Its these classes that help settle the nerves and fear that stop me thinking that I am losing fitness and form. I keep reminding myself that I need to trust that I am doing everything to continue to challenge my form despite not moving in my normal running ways.
Next on the list to explore and try is the Alter G Anti-Gravity treadmill which helps lift force by reducing impact, pain and effort. This machine also helps the mind providing an environment that is controlled and safe supporting motor learning, something that is required when coming out of an injury phase.
This is what deep-water running is doing also; I need to help change the neurological path ways because now they are comfortable with the injury, they brace themselves for the pain every time I get out of bed, I get up off a chair or even when I start to jog/run. I am beginning to ask myself ‘is the pain really there or have I just become so comfortable with it that I expect it be there all the time?”

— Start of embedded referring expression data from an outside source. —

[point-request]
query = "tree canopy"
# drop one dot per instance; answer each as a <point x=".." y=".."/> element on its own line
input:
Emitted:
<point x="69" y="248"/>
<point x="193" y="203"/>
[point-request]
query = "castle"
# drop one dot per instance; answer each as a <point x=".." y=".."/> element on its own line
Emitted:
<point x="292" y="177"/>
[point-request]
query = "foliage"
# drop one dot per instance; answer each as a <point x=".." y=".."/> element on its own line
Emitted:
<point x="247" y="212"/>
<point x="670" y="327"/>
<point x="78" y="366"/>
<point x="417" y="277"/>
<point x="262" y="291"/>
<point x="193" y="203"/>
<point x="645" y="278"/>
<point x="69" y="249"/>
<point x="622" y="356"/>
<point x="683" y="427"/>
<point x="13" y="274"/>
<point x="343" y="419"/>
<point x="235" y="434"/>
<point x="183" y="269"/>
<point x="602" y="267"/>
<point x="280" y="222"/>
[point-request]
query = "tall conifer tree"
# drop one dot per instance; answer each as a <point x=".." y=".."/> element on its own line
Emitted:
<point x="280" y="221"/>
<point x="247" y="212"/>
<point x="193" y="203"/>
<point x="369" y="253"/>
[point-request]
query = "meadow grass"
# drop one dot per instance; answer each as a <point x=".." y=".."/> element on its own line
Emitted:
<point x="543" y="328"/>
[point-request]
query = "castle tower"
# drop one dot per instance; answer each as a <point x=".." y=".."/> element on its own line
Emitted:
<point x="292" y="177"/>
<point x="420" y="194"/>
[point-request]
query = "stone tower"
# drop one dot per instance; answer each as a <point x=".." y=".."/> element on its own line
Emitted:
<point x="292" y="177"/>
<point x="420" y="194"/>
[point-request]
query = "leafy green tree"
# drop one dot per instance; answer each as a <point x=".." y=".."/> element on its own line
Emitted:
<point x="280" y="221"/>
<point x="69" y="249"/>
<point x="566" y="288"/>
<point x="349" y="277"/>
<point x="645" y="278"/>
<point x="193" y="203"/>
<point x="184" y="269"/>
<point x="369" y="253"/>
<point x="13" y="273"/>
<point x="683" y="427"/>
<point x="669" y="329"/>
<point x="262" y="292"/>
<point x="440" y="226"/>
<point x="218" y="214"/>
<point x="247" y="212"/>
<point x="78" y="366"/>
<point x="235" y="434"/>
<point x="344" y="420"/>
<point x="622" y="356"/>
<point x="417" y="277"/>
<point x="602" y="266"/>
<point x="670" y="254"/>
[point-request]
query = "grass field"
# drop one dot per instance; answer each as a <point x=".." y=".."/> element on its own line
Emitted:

I don’t want to be comfortable with pain, I don’t want to accept it – this is not my new normal. I want my old normal back. I need to work through the steps to reduce pain but I also need to re train the brain to not think the pain is always present in that Achilles area; this is harder than all the rehab exercises combined.
Time to quieten down the mind
Listening to other people’s experiences and those of the professionals have helped me not to feel so isolated. I have found a few podcasts that are a recommended worthy listen:
#39 Learning to Understand Pain with Isa Dreyer
#378 Eduardo Garcia
Human Potential Ultra Stories
#53 Nancy Muir and Running with hip dysplasia
Fastest Known Time (FKT)
#1 Tony Krupicka
Injuries play on your mind like a long weekend at Coachella; the noise never stops. The constant checking in, evaluating and accessing affect your subconscious mind with its inner verbal repetition however it’s what you do the quieten the mind that matters.
You can’t sit still when you have an injury (unless you can’t stand on your two legs), you need to keep moving forward finding the right load and you have to do what is recommended to you by those who have your back. There is no magic pill or remedy other than patience, time, exercises and trust. It’s a long road but a road that worth travelling because sometimes there is nothing like an injury to help stoke the fire in your belly!